The discussion revolves around solving a first-order ordinary differential equation (ODE) given by \( w' + 2w = 0 \). Participants are exploring different methods to approach the problem, including the use of integrating factors and separation of variables.
Participants are actively engaging with the problem, raising questions about the next steps and clarifying their approaches. Some guidance has been offered regarding the use of separation of variables, and there is acknowledgment of potential mistakes in the reasoning presented.
There are indications of confusion regarding the integration steps and the treatment of logarithmic expressions. Participants are also reminded of the importance of adhering to the homework template.
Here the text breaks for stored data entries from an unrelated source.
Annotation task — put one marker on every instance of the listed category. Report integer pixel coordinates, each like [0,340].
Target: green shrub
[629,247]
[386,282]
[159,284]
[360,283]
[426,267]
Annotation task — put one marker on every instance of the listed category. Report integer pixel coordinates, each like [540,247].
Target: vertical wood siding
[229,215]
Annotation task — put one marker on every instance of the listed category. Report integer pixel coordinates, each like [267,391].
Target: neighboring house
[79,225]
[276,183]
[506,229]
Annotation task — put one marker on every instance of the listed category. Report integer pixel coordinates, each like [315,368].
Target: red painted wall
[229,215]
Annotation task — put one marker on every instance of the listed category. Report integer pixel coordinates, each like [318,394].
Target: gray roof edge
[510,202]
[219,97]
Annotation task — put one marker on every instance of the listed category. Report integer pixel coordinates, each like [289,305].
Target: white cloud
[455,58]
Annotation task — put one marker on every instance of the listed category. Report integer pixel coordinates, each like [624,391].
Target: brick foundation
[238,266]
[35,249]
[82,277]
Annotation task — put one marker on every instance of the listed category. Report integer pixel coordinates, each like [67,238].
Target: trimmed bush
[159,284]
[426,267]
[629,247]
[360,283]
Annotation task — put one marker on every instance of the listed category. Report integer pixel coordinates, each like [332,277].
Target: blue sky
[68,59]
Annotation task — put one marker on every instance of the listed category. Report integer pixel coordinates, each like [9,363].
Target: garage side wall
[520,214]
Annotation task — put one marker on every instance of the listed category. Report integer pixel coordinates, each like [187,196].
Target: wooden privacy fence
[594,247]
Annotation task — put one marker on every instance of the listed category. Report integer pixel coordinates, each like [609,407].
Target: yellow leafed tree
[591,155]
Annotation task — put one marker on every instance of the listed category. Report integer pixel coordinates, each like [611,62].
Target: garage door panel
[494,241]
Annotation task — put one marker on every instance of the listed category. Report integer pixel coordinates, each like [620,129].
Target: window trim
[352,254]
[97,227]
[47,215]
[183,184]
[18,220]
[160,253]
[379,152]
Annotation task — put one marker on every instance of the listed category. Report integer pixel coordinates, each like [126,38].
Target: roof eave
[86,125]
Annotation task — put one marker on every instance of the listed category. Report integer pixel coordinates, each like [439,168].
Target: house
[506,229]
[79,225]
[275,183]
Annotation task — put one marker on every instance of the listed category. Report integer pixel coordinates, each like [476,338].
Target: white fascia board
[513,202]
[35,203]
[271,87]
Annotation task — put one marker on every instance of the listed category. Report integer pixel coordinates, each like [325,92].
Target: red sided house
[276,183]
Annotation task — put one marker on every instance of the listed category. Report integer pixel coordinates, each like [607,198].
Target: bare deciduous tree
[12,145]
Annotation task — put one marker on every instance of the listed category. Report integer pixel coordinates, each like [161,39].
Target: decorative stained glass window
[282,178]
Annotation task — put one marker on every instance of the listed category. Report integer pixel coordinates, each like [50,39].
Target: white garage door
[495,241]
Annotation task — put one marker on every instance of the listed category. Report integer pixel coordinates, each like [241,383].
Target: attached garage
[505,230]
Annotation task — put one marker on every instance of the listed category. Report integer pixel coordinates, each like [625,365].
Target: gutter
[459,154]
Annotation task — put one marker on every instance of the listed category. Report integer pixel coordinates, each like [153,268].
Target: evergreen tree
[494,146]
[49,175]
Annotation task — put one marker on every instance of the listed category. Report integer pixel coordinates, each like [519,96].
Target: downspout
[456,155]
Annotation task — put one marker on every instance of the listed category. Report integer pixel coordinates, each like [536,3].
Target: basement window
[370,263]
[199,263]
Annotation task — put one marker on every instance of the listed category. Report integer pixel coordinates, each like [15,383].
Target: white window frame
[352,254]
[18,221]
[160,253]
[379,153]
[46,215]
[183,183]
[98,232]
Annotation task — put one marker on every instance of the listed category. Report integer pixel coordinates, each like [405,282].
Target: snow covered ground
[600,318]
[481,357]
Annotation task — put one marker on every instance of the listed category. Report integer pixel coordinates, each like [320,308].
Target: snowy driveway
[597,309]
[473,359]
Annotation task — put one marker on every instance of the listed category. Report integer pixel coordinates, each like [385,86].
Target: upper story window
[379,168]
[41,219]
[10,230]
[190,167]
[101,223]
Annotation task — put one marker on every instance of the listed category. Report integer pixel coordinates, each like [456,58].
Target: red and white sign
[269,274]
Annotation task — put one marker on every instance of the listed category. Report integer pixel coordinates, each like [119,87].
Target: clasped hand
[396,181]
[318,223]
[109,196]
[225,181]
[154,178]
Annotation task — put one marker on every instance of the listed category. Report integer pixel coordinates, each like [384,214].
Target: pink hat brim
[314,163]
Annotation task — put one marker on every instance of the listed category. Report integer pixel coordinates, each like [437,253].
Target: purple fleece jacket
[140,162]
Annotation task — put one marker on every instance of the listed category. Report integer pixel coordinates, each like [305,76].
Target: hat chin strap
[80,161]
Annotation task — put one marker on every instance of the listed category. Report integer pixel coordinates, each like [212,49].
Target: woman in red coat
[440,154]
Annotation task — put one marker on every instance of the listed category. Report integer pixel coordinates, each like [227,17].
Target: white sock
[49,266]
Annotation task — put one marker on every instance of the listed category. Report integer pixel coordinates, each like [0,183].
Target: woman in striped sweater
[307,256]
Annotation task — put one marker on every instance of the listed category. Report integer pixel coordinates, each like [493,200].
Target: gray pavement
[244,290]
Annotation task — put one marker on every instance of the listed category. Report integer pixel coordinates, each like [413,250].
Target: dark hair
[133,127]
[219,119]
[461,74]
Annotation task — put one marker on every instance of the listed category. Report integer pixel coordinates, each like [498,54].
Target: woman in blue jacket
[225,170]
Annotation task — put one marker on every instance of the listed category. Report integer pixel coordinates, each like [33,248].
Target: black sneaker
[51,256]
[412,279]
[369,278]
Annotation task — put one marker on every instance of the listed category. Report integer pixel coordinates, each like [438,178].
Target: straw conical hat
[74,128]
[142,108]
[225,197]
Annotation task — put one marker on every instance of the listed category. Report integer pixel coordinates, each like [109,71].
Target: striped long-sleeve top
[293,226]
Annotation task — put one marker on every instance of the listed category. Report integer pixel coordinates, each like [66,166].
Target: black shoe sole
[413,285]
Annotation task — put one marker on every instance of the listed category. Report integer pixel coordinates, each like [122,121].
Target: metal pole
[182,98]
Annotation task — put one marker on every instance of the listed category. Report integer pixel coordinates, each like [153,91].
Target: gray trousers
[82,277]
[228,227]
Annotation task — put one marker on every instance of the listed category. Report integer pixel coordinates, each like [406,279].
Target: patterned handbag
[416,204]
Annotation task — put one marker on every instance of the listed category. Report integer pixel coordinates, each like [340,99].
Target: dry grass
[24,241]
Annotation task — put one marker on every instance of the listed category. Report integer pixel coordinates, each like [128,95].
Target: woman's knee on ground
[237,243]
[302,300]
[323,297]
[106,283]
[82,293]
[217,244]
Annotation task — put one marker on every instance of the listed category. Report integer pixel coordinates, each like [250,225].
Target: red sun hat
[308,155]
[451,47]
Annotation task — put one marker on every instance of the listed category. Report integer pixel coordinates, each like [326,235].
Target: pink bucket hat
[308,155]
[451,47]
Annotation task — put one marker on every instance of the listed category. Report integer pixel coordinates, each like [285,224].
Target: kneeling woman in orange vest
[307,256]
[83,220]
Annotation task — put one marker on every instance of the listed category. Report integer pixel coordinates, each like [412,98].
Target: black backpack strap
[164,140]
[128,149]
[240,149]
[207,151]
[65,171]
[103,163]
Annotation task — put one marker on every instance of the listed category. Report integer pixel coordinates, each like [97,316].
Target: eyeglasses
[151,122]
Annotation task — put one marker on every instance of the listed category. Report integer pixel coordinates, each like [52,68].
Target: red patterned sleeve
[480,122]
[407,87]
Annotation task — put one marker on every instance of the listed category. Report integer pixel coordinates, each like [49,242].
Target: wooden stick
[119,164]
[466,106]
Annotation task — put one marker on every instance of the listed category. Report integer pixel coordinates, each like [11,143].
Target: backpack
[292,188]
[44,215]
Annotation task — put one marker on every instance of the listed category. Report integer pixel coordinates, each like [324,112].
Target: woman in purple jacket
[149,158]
Turion said:$$w'+2w=0\\ \frac { dw }{ dx } =-2w\\ I(x)={ e }^{ 2x }\\ \frac { dw }{ dx } { e }^{ 2x }=-2w{ e }^{ 2x }\\ \int { \frac { dw }{ dx } { e }^{ 2x } } dx=\int { -2w{ e }^{ 2x } } dx$$
Not sure what to do next.
Turion said:This first-order DE is actually the result of a reduction of a second-order DE:
$$y''-y=0\quad \quad \quad \quad \quad { y }_{ 1 }={ e }^{ x }\\ Let\quad { y }_{ 2 }=u(x){ e }^{ x }\\ Sub\quad { y }_{ 2 },\quad { y }_{ 2 }',\quad and\quad { y }_{ 2 }''\quad into\quad the\quad DE\\ { e }^{ x }{ u }''+2{ e }^{ x }u'=0\\ Let\quad w=u'\\ w'+2w=0\\ dw=-2wdx\\ \frac { -1 }{ 2w } dw=dx\\ \int { \frac { -1 }{ 2w } dw } =\int { dx } \\ ***\frac { -1 }{ 2 } \int { \frac { -1 }{ w } dw } =\int { dx }*** \\ Ignoring\quad c\quad for\quad now\\ \frac { -1 }{ 2 } ln|w|=x\\ |w|={ e }^{ -2x }\\ |\frac { du }{ dx } |={ e }^{ -2x }$$
I was wondering what I should do to proceed?